I identify as straight, am married to a woman but know that I am sexually curious about other men’s bodies. I regularly meet online with other men to have sexual conversations and masturbate together. Watching other men enjoy their bodies and react to my action to arouse them and me is a huge privilege. It has increased my confidence and has sparked a different journey of sexual expression. The next step is a big one, to be naked with another man in the same room. I am naturally risk averse, but know I need to learn more and face my fears. My desire to touch and taste another man’s body grows stronger as I become older. Help to keep myself safe would be valuable advice that I hope can emerge from my interactions on this site in time. – David
Artist : Williams Roberts – Pastors Pleasure ( On The Lawn ) circa 1945
I really understand your situation. Although I’ve always known I was gay, I’ve been married to a woman for many years, with kids and grandkids. The longing to connect sexually with another man became stronger as the years went by and about 18 months ago I began to have sexual relationships with other men. I felt like I had come home to my true self. However, it hasn’t been easy. I’ve had to reassess my sense of self and my identity, and deal with the sense of loss that suppressing this core side of myself for so long has brought. It hasn’t been easy and I feel like I’ve opened Pandora’s box. However, I have no regrets. Here are the things I’ve learned: Act in accordance with your values, and be true to your sense of personal integrity. In my experience the online gay world can be a battlefield. If you feel the need to share this journey with your wife, ask yourself what your motivation is. Only you can know this, but any disclosure can have life changing consequences. Do you want this? – As others have said, be safe and take precautions. Don’t be pressured into abandoning these if they make you feel safe. Find someone you trust who can walk with you through this journey. I have found this support to be invaluable. And finally, sometimes there are no right or wrong answers, you’re simply making the best of the situation you’re in. Don’t beat yourself up. I hope these thoughts are helpful. Wishing you all the best. – Ruben
Art By DannyBoy Studio
I am so very grateful to Mr Cox and this site for helping so many men be just that, men.

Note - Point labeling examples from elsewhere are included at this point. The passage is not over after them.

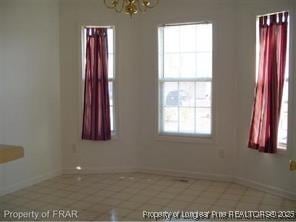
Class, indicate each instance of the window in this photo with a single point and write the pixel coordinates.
(283, 124)
(111, 72)
(185, 79)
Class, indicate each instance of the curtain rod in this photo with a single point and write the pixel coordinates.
(273, 13)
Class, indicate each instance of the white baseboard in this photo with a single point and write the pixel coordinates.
(186, 174)
(264, 187)
(29, 182)
(103, 170)
(195, 175)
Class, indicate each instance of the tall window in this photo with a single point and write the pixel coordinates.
(185, 79)
(111, 71)
(283, 123)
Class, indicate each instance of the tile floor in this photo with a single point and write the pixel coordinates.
(124, 197)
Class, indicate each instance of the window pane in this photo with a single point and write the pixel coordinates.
(171, 65)
(187, 66)
(185, 55)
(170, 94)
(203, 94)
(204, 37)
(186, 94)
(187, 120)
(204, 65)
(171, 39)
(170, 119)
(203, 120)
(188, 38)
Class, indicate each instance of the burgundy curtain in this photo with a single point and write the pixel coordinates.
(96, 112)
(269, 90)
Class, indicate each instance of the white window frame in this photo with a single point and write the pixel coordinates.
(182, 136)
(114, 132)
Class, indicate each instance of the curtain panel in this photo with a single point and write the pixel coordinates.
(269, 90)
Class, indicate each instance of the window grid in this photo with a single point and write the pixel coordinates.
(181, 108)
(111, 74)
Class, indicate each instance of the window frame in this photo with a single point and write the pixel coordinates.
(115, 131)
(183, 136)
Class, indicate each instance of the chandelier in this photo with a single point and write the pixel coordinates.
(130, 7)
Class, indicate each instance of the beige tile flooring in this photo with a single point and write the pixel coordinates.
(124, 197)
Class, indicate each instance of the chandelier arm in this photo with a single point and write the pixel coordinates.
(108, 6)
(140, 6)
(119, 10)
(152, 6)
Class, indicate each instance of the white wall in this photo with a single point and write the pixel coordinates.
(35, 87)
(30, 80)
(1, 89)
(120, 153)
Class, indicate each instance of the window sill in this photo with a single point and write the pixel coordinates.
(282, 150)
(114, 137)
(185, 138)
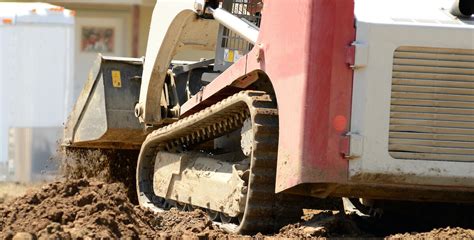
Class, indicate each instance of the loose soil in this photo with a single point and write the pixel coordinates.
(96, 199)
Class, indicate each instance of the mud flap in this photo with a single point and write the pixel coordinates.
(103, 116)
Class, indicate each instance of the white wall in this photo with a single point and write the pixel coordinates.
(36, 79)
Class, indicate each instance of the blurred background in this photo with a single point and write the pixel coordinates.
(46, 51)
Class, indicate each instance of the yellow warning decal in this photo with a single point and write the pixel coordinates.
(116, 79)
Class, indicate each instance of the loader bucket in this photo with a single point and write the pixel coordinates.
(103, 116)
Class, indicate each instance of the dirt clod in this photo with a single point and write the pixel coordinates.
(85, 208)
(97, 199)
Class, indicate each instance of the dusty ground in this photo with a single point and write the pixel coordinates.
(82, 206)
(9, 190)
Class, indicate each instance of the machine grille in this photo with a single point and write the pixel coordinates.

No explanations required fellas.
Men need men. Men have always needed other men. Many women do not understand this and if that is the case then they do not need to understand. For many men sports provide that closeness and bond. We have always been the warriors, the protectors, the fighters and the providers.
Acknowledging this by no means diminishes women’s contributions to life- if they think that way it is a choice to look at things that way and “overlook” or deny men as they really are. That is not a man’s problem.
Thank You, John
David,
The advice already given here is truly awesome, and given with love and understanding, so please feel confident to follow it.*
I had some experience of sex with friend before puberty, and as a teen with a teacher, and then completely avoided any hint of intimacy with other men until my sixties, when I had the opportunity and my desire became overwhelming. It makes me very happy, sometimes euphoric to meet and make friends with men that I can be open with about our sexual desires.
I have met plenty of men who also, often after their marriage and work pressures declined, could no longer deny a part of ourselves that yearned for sexual intimacy men. Masturbation and chatting online are a gift we never imagined we would have, and have opened the opportunity to discover the depth and pleasure of our sexual desires. We can now let those desires take shape in our lives, and I am fuller, richer and happier as that desire and pleasure and intimacy fine a place in my life and complete a part of me that had been shunned for so long.
*The one element I would elaborate on is how to successfully ride the waves of power dynamics and our own motivations,. This is not unique to male intimacy but may be amplified and can be confusing. The greatest gift I have experienced in this journey has been allowing my true feelings to emerge, and I’m privileged and honored (after some searching) to have found men who allow me to have those feelings, as they truly are, at any moment.
Thank you Jack for your advice. I hope my time will come too one day.